Wenn ich ein Affix süffixieren darf, dann kriege ich Cyberfake, und wenn daraus jemand einen Skandal spinnt, wird es zum Cyberfakegate.
Von diesen Wörtern sind nach meiner Auffassung genau 2 im allgemeinen Sprachgebrauch: Fake und performen.
Wobei letzteres außerhalb von Muskishows Seltenheitswert hat.
Ich kann es nur nochmals betonen, der englische Sprachgebrauch wird in der Umgangssprache, außerhalb von Medienwelt und hipper Jugendsprache maßlos überschätzt.
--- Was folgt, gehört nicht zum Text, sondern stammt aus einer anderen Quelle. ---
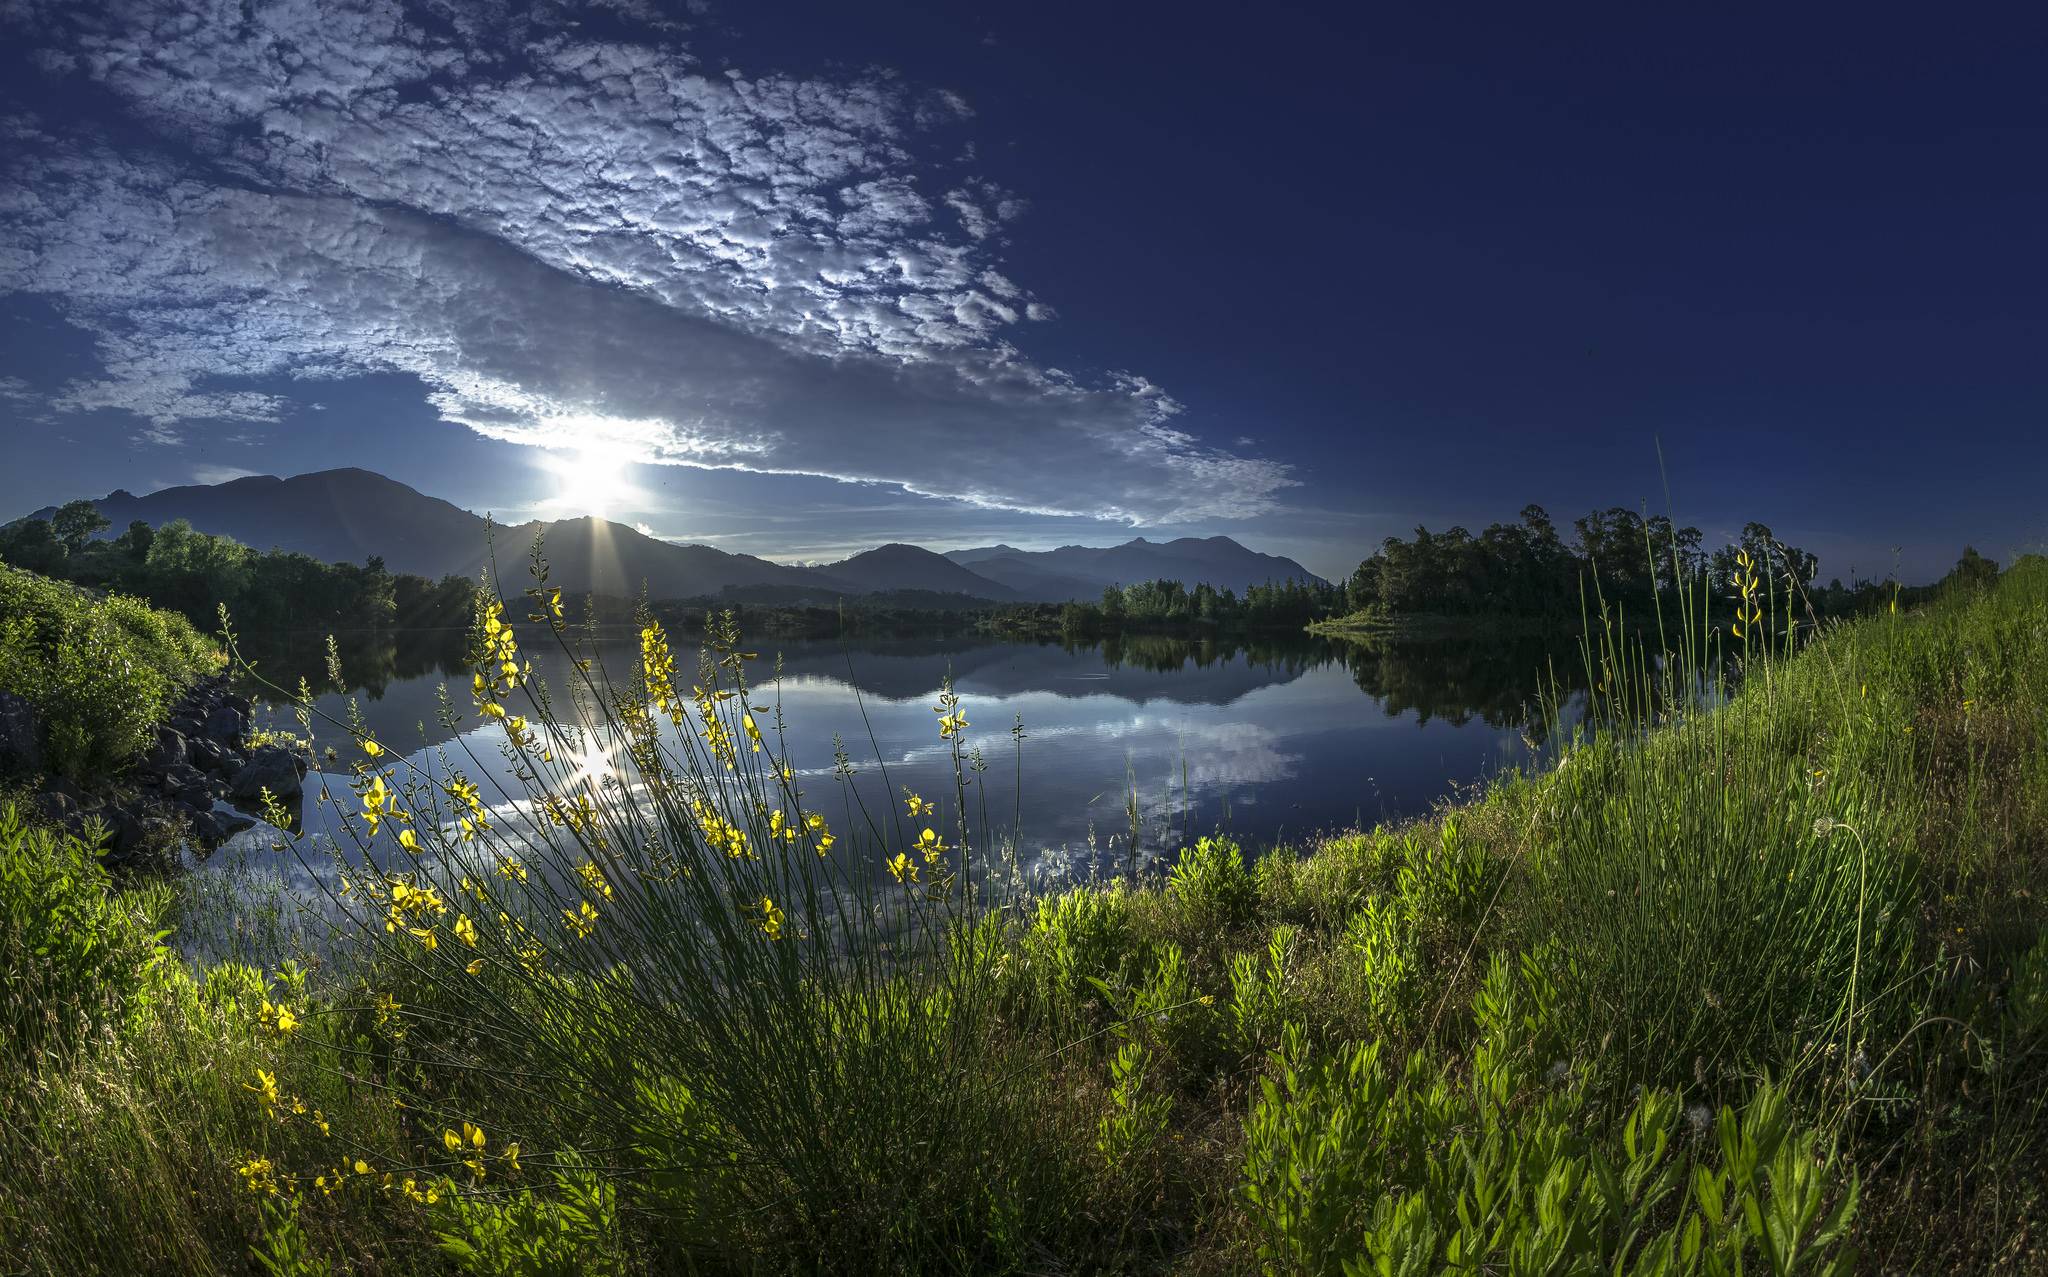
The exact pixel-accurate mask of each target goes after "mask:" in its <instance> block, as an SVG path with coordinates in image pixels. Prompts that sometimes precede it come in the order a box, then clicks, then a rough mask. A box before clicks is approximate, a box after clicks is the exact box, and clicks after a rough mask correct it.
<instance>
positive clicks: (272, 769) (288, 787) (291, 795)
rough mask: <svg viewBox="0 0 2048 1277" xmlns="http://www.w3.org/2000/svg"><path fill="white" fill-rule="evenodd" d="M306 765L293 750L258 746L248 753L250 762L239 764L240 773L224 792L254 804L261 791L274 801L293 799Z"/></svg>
mask: <svg viewBox="0 0 2048 1277" xmlns="http://www.w3.org/2000/svg"><path fill="white" fill-rule="evenodd" d="M307 765H309V763H307V759H305V755H303V753H299V751H297V749H287V747H283V745H258V747H256V749H252V751H250V761H246V763H242V769H240V772H236V776H233V780H229V782H227V792H229V794H231V796H236V798H244V800H254V798H258V796H260V794H262V792H264V790H270V794H272V796H276V798H297V796H299V780H301V778H303V776H305V769H307Z"/></svg>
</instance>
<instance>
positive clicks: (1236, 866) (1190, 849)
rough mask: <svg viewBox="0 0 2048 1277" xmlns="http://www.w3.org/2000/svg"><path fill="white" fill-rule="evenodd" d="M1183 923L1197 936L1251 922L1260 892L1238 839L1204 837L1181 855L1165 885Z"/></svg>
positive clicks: (1183, 925)
mask: <svg viewBox="0 0 2048 1277" xmlns="http://www.w3.org/2000/svg"><path fill="white" fill-rule="evenodd" d="M1165 892H1167V898H1169V900H1171V902H1174V905H1176V909H1178V913H1180V923H1182V927H1184V929H1186V931H1190V933H1194V935H1212V933H1219V931H1237V929H1241V927H1245V925H1249V923H1251V917H1253V915H1255V911H1257V902H1260V892H1257V882H1253V878H1251V870H1247V868H1245V853H1243V849H1241V847H1239V845H1237V841H1235V839H1227V837H1204V839H1198V841H1196V843H1194V847H1188V849H1184V851H1182V853H1180V857H1178V860H1176V862H1174V870H1171V872H1169V874H1167V882H1165Z"/></svg>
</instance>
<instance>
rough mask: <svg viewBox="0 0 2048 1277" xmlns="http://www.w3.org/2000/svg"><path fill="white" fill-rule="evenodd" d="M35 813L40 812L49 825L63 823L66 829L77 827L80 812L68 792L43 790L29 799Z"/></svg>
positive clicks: (79, 807)
mask: <svg viewBox="0 0 2048 1277" xmlns="http://www.w3.org/2000/svg"><path fill="white" fill-rule="evenodd" d="M29 802H31V804H33V806H35V810H37V814H41V817H43V819H45V821H49V823H51V825H63V827H66V829H78V825H80V821H82V814H80V806H78V804H76V802H74V800H72V796H70V794H51V792H43V794H37V796H35V798H31V800H29Z"/></svg>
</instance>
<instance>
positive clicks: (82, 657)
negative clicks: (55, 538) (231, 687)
mask: <svg viewBox="0 0 2048 1277" xmlns="http://www.w3.org/2000/svg"><path fill="white" fill-rule="evenodd" d="M219 669H221V653H219V651H217V649H215V647H213V643H211V641H207V636H205V634H201V632H199V630H195V628H193V624H190V622H188V620H184V618H182V616H178V614H176V612H164V610H158V608H152V606H147V604H143V602H139V600H133V598H125V596H119V593H109V596H98V593H92V591H86V589H82V587H78V585H68V583H63V581H53V579H49V577H41V575H37V573H31V571H23V569H18V567H6V565H0V692H10V694H14V696H20V698H25V700H27V702H29V706H31V710H33V712H35V718H37V722H39V724H41V741H39V755H41V757H39V759H37V763H41V769H47V772H49V774H57V776H66V778H70V780H94V778H100V776H106V774H111V772H115V769H119V767H121V765H123V763H125V761H127V759H129V757H133V755H135V753H137V751H141V749H143V747H145V745H147V743H150V739H152V733H154V729H156V724H158V722H160V720H162V718H164V714H166V712H168V710H170V706H172V702H174V700H176V696H178V694H180V692H182V690H184V688H188V686H190V684H193V681H195V679H199V677H201V675H205V673H215V671H219Z"/></svg>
Denn tatsächlich stelle ich immer wieder verblüfft fest, dass die Menschen ja gar nicht so viele englische Begriffe verwenden, wie uns durch die Werbung etc. suggeriert wird.
Ich sehe, wir hätten das Wort Filterbubble vielleicht doch in die Endrunde mitnehmen sollen, denn man muss sich in einer ziemlichen Filterblase befinden, um Wörter wie Big Data, Cyber–, –gate, Hashtag, Paywall, Selfie, Smartwatch und Whistleblower nicht mitzubekommen.
Ich wußte nicht, dass der 1000-Seelenort Ranten (Österreich, Bezirk Murau) so prominent ist.
Nun ja, WMS.Nemo, Österreich hat ja immerhin einen Halbanglizismus zum Wort des Jahres gewählt: frankschämen (gesprochen fränkschämen) — dem Parteigründer und Industriellen Frank Stronach gewidmet.